Учебный год заканчивался, и день начался с общешкольной линейки. Олеся Леонидовна завела ребят в класс, рассадила за парты. Место Гоши Жукова пустовало. Пустовало оно уже третий день. Олеся Леонидовна сделала отметку у себя в журнале. Ребята шумели: впереди школьные каникулы. Радость переполняла и детей, и учительницу – долгожданный отпуск сулил ей поездку на Золотые пески с любимым, и не важно, что с чужим мужчиной. На пальце блестело новое колечко с бирюзой – а это уже что-то значило!
В дверь постучали, и на пороге появился улыбающийся Гоша Жуков с букетом цветов. Его было не узнать: чистенький, аккуратно подстриженный, в новой белой рубашечке с галстуком, в новеньких джинсах и в пиджачке, в новых сверкающих ботинках. Правда, и пиджачок, и джинсы были на размер больше, с подвернутыми рукавами и штанинами, но вид у мальчика был очень нарядный. Весь он сиял, как новенький пятачок. За руку Гоша держал молодую, худенькую женщину, похожую на девочку-подростка. Она была такая худая, что даже сквозь подол ее легкой длинной синей юбки с оборкой просматривались острые коленки. Это была Алена. Ее густые волосы пшеничного цвета были собраны в тугой пучок. Никакой косметики. Из-под челки смотрели большие, голубые, как горный хрусталь, глаза, окаймленные черными ресницами. И были эти глаза уставшими, глубокими, пронзительно печальными и холодными, как льдинки. Но эти льдинки мгновенно таяли, как только она обращала свой взор на сына, гладившего маленькой ладошкой ее руку. «Это моя мама!» – сразу с порога заявил Гоша и нежно посмотрел снизу вверх на свою маму, не отпуская ее ладонь.

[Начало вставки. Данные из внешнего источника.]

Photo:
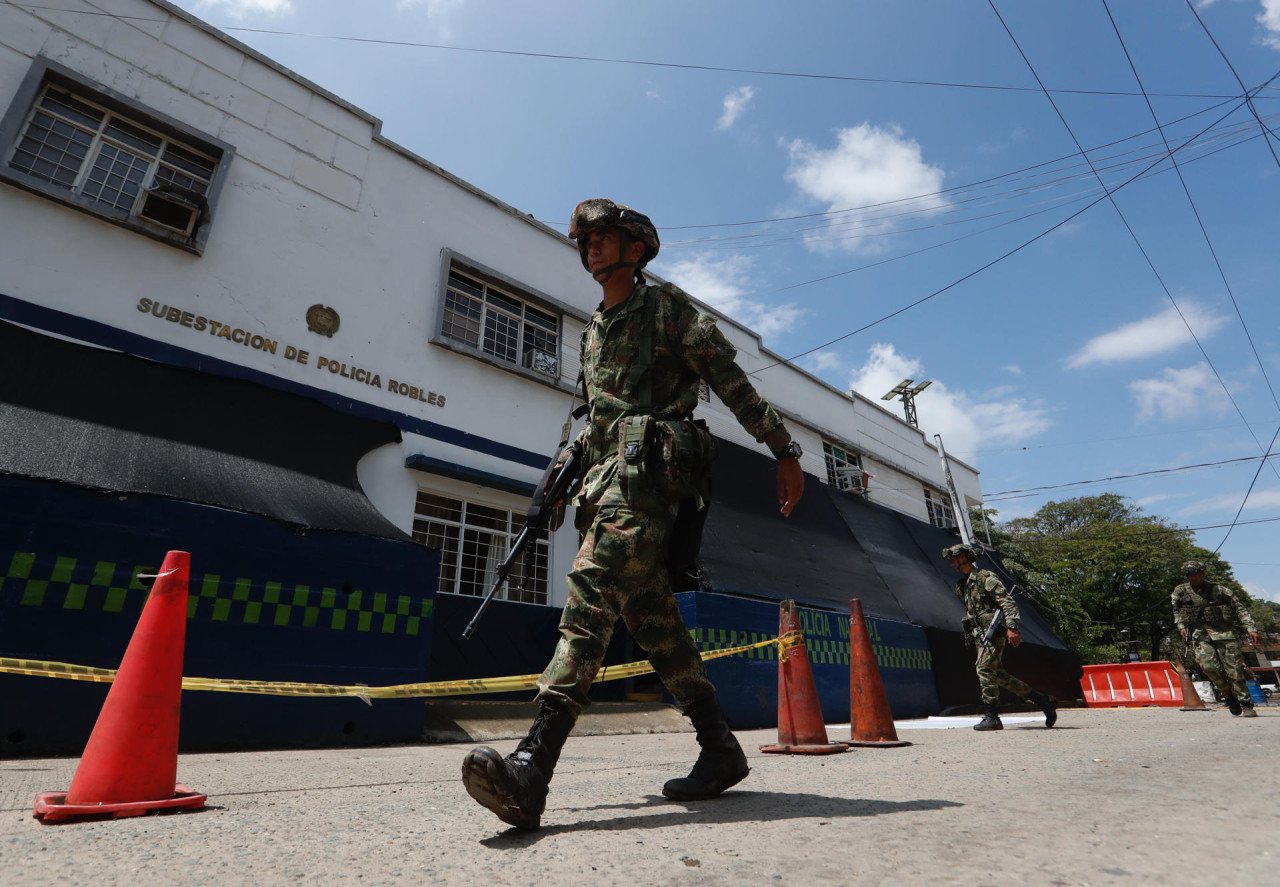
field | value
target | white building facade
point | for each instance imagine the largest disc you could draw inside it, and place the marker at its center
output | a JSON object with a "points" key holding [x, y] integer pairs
{"points": [[167, 182]]}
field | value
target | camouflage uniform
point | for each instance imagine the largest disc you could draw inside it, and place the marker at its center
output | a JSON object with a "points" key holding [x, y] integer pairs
{"points": [[982, 594], [620, 568], [1215, 618]]}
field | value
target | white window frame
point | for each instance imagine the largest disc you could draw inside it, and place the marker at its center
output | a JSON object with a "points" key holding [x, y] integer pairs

Алена поздоровалась, подошла к столу, достала из сумки большую коробку конфет, вручила ее растерявшейся Олесе Леонидовне. Гоша протянул своей учительнице букет цветов.

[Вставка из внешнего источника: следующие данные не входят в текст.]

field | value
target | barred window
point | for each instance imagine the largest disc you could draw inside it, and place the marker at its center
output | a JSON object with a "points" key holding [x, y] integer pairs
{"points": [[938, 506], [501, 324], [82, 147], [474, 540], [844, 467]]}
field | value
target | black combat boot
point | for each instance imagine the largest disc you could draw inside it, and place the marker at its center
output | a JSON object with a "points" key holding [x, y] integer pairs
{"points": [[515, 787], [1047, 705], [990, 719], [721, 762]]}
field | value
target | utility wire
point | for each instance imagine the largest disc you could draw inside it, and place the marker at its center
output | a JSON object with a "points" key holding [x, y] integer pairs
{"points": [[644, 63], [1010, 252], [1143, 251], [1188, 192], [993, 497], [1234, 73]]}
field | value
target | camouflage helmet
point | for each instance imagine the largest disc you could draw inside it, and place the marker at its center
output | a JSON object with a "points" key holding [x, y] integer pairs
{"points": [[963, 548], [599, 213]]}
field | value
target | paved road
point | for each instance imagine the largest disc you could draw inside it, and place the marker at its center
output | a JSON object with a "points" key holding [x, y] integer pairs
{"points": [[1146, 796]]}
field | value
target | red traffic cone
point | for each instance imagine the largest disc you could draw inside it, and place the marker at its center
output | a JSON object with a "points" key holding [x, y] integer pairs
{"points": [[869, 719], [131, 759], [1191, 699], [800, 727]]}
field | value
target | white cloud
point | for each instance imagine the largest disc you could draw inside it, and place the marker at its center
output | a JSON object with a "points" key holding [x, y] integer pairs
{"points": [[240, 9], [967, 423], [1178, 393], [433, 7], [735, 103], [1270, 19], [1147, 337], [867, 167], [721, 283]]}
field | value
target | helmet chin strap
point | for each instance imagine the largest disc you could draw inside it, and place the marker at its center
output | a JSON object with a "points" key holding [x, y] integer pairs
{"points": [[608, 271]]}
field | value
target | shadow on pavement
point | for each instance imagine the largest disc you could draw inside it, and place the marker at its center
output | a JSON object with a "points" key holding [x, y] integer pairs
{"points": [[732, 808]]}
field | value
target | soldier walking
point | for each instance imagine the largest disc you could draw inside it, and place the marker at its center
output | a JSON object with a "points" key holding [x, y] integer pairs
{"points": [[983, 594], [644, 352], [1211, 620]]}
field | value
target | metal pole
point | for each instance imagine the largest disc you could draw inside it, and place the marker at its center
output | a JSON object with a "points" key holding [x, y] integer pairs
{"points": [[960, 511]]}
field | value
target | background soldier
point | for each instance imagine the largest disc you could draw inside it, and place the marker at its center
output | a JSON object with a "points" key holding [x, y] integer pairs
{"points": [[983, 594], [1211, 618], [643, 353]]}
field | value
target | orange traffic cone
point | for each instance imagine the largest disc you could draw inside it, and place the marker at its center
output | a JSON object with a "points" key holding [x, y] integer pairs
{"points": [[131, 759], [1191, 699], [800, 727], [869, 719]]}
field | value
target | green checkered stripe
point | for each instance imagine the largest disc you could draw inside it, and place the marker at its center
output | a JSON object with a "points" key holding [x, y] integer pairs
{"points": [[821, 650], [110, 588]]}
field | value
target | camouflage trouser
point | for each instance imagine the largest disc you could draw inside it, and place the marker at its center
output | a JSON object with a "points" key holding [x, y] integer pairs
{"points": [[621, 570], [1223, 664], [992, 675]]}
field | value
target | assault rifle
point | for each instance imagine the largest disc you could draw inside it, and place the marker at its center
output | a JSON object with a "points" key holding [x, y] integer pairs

– Спасибо вам за Гошу, за вашу заботу и внимание к моему сыну, – сказала Гошина мама и улыбнулась. Улыбка оказалась вымученной и искривленной, губы сместил в сторону грубый – на всю щеку – розовый шрам, который уродовал ее маленькое треугольное лицо. Гоша сиял от счастья. Он ни на минуту не отпускал мамину руку, прижимался к ней щекой, поглядывая на притихший класс.
– Гоша пришел попрощаться. Мы уезжаем. Спасибо вам ребята. Мы будем вас помнить, – обратилась мама Гоши к притихшему классу. Олеся Леонидовна улыбалась растерянно, как будто ее застали врасплох. Ребята молча встали. Застучали крышки парт.
Гоша в последний раз оглянулся на класс и вышел вслед за мамой, прикрыв за собой дверь. Через минуту он вернулся. Быстро пробежал за спиной у удивленной Олеси Леонидовны к шкафу, достал из-под наглядных пособий свой запылившийся кораблик с поломанными парусами и так же быстро выскочил за дверь, аккуратно прикрыв ее за собой. Олеся Леонидовна остановилась на полуслове, провожая мальчика с корабликом удивленным взглядом.
Гоша шел по коридору, держа маму за руку, нес свой кораблик и чувствовал себя самым счастливым человеком на свете: мама рядом – он ее никогда и никуда уже не отпустит. Ни за что! Кораблик они с дедушкой починят, и для них начнется новая, радостная и очень счастливая жизнь.